As construction continues on two new buildings on West Main Street, Charlottesville officials continue to review possible changes to the zoning code to reduce the height and massing of future structures.
The presence of the 300-foot-wide Flats at West Village has become an issue in the Charlottesville’s City Council race.
“You talk to ten different people [about the Flats] you’re going to get ten different opinions about ten different aspects of the building,” said Missy Creasy, the city’s planning manager.
Creasy acknowledged that most people do not have a positive view of the building and proposed zoning changes are intended to minimize the chances of another similar structure.
West Main is currently split into southern and northern districts and developers have the opportunity to ask City Council for permission to go as high as 101 feet.
“People have been concerned about the special use permit and the ability to go that much higher and this is an opportunity to revisit that,” said Commissioner Genevieve Keller.
As part of a $340,000 study of the streetscape, the firm Code Studio has recommended changing that into eastern and western districts with the Drewary Brown Bridge as the dividing line.
Building heights would be restricted to 75 feet on the western side towards the University of Virginia and 52 feet on the east towards Downtown. Special use permits would only be available to increase residential density above the 43 units per acre allowed by-right.
The zoning changes were unveiled to the public in March. Council directed the Planning Commission to review them in June and they did so for three hours on August 11.
Planning staff asked several questions of commissioners, such as whether they agreed with the reduced building heights, whether first floors of buildings should be required to be 15 feet high and whether “building breaks” should be required every 200 feet to ensure to reduce the possibility that structures would be monolithic.
There would still be provision for a portion of buildings to go 16 feet higher in a structure known as an appurtenance. Commissioners were adamant that no residential units be allowed in that space, which can be no more than a quarter of the building’s footprint.

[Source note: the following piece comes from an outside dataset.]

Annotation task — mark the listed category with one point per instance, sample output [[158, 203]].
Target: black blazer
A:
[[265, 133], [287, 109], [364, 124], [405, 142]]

Commissioner Kurt Keesecker said the redefined zoning districts would give the city a chance to define a new vision for West Main.
“It seems like we’ve come to some consensus as a community that we want smaller, fine-grained development on the east side, and we’re generally okay with a little bit taller on the west side,” Keesecker said.
Commissioner Dan Rosensweig said he had lots of “heartburn” about reducing the building heights but said he could accept that outcome as a compromise.
“I have all sorts of problems with the Flats which is causing this whole problem but it’s not the height that that’s the problem,” Rosensweig said. “It’s the bulk plane, it’s the street front and it’s the rhythm along the street.”
The draft changes would allow residential uses on the first floor, but the minimum ceiling height would be set at 15 feet to allow for the spaces to be re-used as commercial space in the future.
Another question is what district the Amtrak station and the adjacent parking lot should be. Code Studio suggested putting the property in the western district to allow for taller buildings, but some Commissioners want it to remain in the east to only allow four story buildings.
“I understand the logic in terms of the economics but in terms of pure design, in my opinion the right urban design thing to do is lower buildings on that site,” Keesecker said. “I can’t imagine a tall building there with historic buildings on either side.”
However, Rosensweig said he was concerned that lowering the economic potential of that property would keep it as an undeveloped surface parking lot for many years.
The zoning changes originally restricted the role that would be played by the Board of Architectural Review by listing specific details of how buildings should look. West Main is its own architectural district and all structures need a certificate of appropriateness from the BAR.
“The consultants came to us with something that was more of a form-based code,” Rosensweig said. “There was a concern that would take the Board of Architectural Review too much out of the process and so there was some design discretion added back in.”
Commissioners appreciated the restored role of the BAR.
“The Board of Architectural Review is going to be very important and as critical as our review,” said Commissioner Jody Lahendro. “I’m going to depend on them to look at the details.”
“We want to preserve some flexibility in here so that we don’t have a cookie-cutter [approach],” said Commissioner Genevieve
Keller. “We are not some new neo-traditional community somewhere in Florida. It’s a corridor approaching a World Heritage site. We want it to look like Charlottesville.”
The planning commission will hold a public hearing on the zoning changes this fall. That will be followed by action by City Council. Council will also discuss the streetscape at its meeting Monday night.